Finalmente encontro no espetáculo
Falam as Partes do Todo?
algumas idéias acerca da relação entre a dança e o cinema. Confesso que extrapolo um pouco aqui, mas fazer filosofia, do jeito que a entendo e a pratico, consiste em levar uma reflexão às ultimas consequências, mesmo que pareça estranho ou exagerado. Sabemos que tanto a dança como o cinema são artes do movimento, mas enquanto a dança pode expor o movimento do corpo em uma multiplicidade de perspectivas, o cinema esta restrito à bidimensionalidade da tela. Parece haver uma incompatibilidade fundamental entre a coreografia e o filme, pois enquanto a linguagem da dança pode trabalhar com o volume do corpo (na sua totalidade), a linguagem cinematográfica lida essencialmente com cortes, planos, enquadramentos (as partes). Fred Astaire, por exemplo, o grande dançarino do cinema norte-americano, fazia questão que a câmera nunca focalizasse apenas seus pés, braços ou quadris, enquanto estivesse dançando. Para ele o efeito estético de sua coreografia dependia fundamentalmente de que o espectador tivesse acesso a todo o seu corpo e não apenas a partes dele. Em diversos de seus filmes a câmera restringe-se a seguir seus passos como uma escrava fiel e submissa, em longos planos-sequência.
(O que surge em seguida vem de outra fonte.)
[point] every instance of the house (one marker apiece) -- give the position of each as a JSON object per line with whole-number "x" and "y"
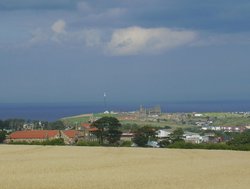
{"x": 127, "y": 136}
{"x": 162, "y": 133}
{"x": 192, "y": 138}
{"x": 33, "y": 136}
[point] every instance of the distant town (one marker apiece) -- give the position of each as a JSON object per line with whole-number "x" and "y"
{"x": 192, "y": 128}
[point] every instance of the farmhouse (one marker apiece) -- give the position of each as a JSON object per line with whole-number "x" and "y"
{"x": 33, "y": 135}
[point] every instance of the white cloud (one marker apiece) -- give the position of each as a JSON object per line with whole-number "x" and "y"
{"x": 59, "y": 26}
{"x": 84, "y": 7}
{"x": 137, "y": 40}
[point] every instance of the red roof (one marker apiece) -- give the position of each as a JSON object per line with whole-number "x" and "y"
{"x": 85, "y": 125}
{"x": 70, "y": 133}
{"x": 34, "y": 134}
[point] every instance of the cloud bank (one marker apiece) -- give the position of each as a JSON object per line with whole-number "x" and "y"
{"x": 138, "y": 40}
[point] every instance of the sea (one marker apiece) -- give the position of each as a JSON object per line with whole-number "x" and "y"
{"x": 55, "y": 111}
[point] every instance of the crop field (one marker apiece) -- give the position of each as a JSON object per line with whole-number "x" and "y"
{"x": 68, "y": 167}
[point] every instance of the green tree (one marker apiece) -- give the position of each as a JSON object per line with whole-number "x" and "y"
{"x": 108, "y": 130}
{"x": 177, "y": 135}
{"x": 1, "y": 125}
{"x": 2, "y": 136}
{"x": 143, "y": 135}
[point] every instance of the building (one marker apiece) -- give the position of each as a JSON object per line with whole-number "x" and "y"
{"x": 162, "y": 133}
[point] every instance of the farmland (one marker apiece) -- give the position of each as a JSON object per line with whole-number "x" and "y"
{"x": 43, "y": 167}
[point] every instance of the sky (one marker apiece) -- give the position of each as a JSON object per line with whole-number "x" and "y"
{"x": 133, "y": 50}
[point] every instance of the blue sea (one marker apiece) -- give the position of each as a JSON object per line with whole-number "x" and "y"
{"x": 55, "y": 111}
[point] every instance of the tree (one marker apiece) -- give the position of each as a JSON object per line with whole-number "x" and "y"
{"x": 1, "y": 125}
{"x": 143, "y": 135}
{"x": 108, "y": 129}
{"x": 2, "y": 136}
{"x": 177, "y": 135}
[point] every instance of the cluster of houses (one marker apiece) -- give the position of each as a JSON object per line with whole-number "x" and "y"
{"x": 84, "y": 132}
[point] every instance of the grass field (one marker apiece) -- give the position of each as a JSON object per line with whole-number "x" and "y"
{"x": 47, "y": 167}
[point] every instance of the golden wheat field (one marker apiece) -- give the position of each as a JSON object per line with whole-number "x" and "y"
{"x": 67, "y": 167}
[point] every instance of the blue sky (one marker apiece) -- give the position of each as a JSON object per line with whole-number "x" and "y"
{"x": 134, "y": 50}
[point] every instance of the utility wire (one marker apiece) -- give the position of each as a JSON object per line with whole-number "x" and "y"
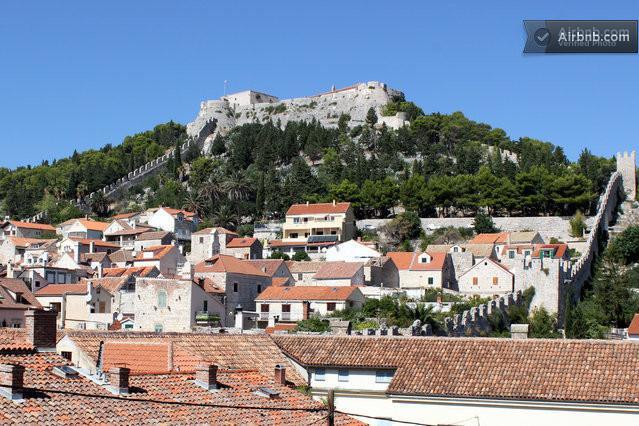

Sabemos que o filme pode fazer muito mais do que apenas registrar continuamente o movimento de um corpo, mas desconfio que até agora ainda não aconteceu um encontro entre a dança e o cinema de modo que um não reprima o outro ou a si mesmo de alguma maneira. A performance da Companhia de Danca Dani Lima abre, ao meu ver, uma nova perspectiva para a relação entre a dança e o filme, ao demostrar que é posssível permitir que o corpo do dançarino seja constantemente partido e literalmente enquadrado, sem que com isso se perca a percepção estética do movimento coreográfico. A dança é levada aos limites da bidimensionalidade e supreendentemente permanece sendo dança. O que pode surgir daí, sinceramente não posso prever, mas pressinto novas possibilidades de explorar a dança através das lentes do cinema. Em mim, pelo menos, o movimento dos corpos já se transmutou em ciranda de idéias e pensamentos.